Almost two dozen UK crypto firms are still waiting for a decision from the Financial Conduct Authority on their registration applications. After the end of this month the companies could be forced to close or move overseas.

Binance, the world’s largest cryptocurrency exchange, is putting down roots in the Gulf — securing licences from Dubai and Bahrain — as it moves away from portraying itself as a “decentralised” organisation and seeks a more conventional structure.

The FCA is consulting with asset managers like Schroders, Abrdn and Liontrust on measures to help limit the damage to investors from Russia’s invasion of Ukraine by segregating Russian and Belarusian assets in funds.

Europe’s energy industry federation — whose members include oil majors BP and Shell and commodity traders Vitol and Trafigura — has called on governments and central banks to provide “emergency” assistance to avert a cash crunch as sharp price moves triggered by the Ukraine crisis strain commodity markets.

Almost three years after star stock picker Neil Woodford’s flagship fund collapsed, fund administrator Link Group warned investors that they may have to wait until 2023 or beyond to see the final payouts from the wind down.

Andrew Bailey, who will be in the hot seat when the Woodford report finally lands, was in trouble this week for falling asleep during a meeting about another scandal, involving British Steel pensions.

Hedge funds have beat a retreat from the US stock market after sharp swings pummelled big money managers’ returns and strategists warn that 2022 has “become a ‘nowhere to hide’ market “.

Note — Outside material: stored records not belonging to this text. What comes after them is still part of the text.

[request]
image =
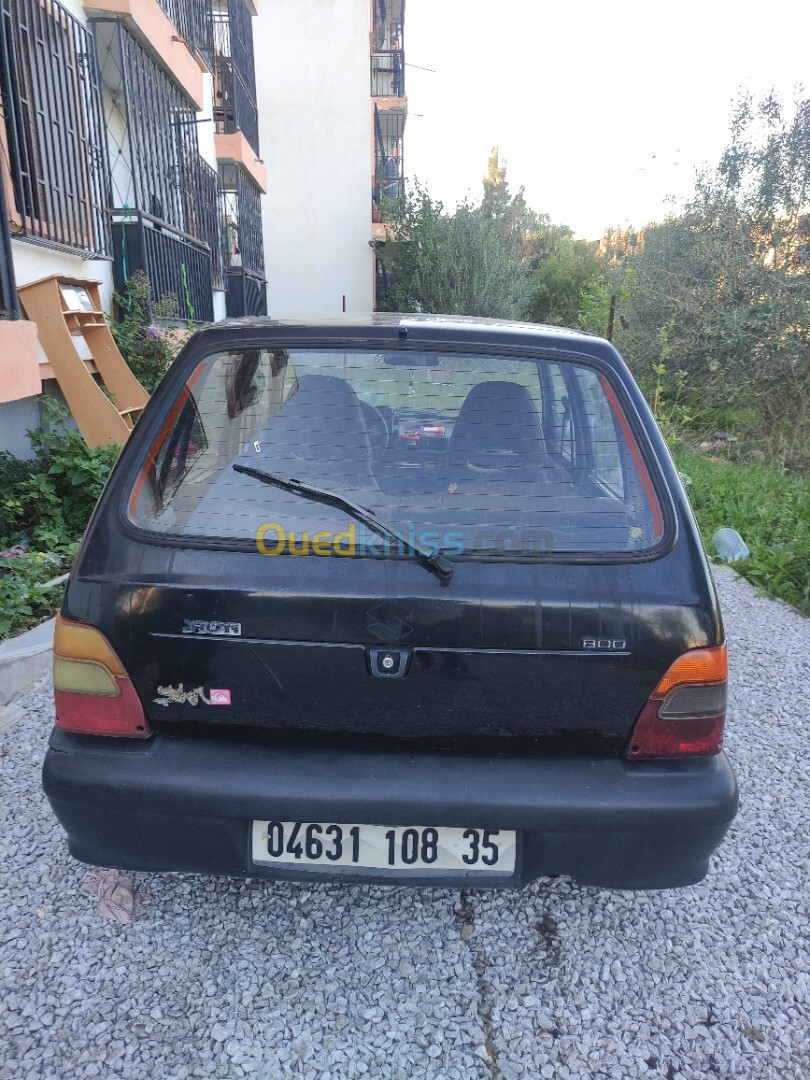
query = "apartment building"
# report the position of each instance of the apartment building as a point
(331, 90)
(129, 140)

Gareth Penny’s dual role as chair of UK-listed Ninety One and of ​​Russia’s Norilsk Nickel is a governance failure for the City asset manager, which touts its ESG credentials, argues columnist Helen Thomas. In another must-read column, she digs deeper into how the horror of Russia’s invasion of Ukraine shows the difficulties of nuance in responsible investing.

And finally

Nicolas Lefebvre

At the Tristan Hoare Gallery in Fitzrovia, an exhibition by French artist Nicolas Lefebvre has just opened. Inspired by the Arte Povera movement in Italy in the late 1960s and early 1970s, Lefebvre’s Objets Montés uses materials beyond traditional oil paint on canvas, bronze or carved marble. The artist’s work consists of gathering objects made from different materials, from a variety of cultures and time periods to create new artworks which celebrate our global common roots. His “ready-made” are heavily inspired by the Surrealists and Dadaists such as Marcel Duchamp.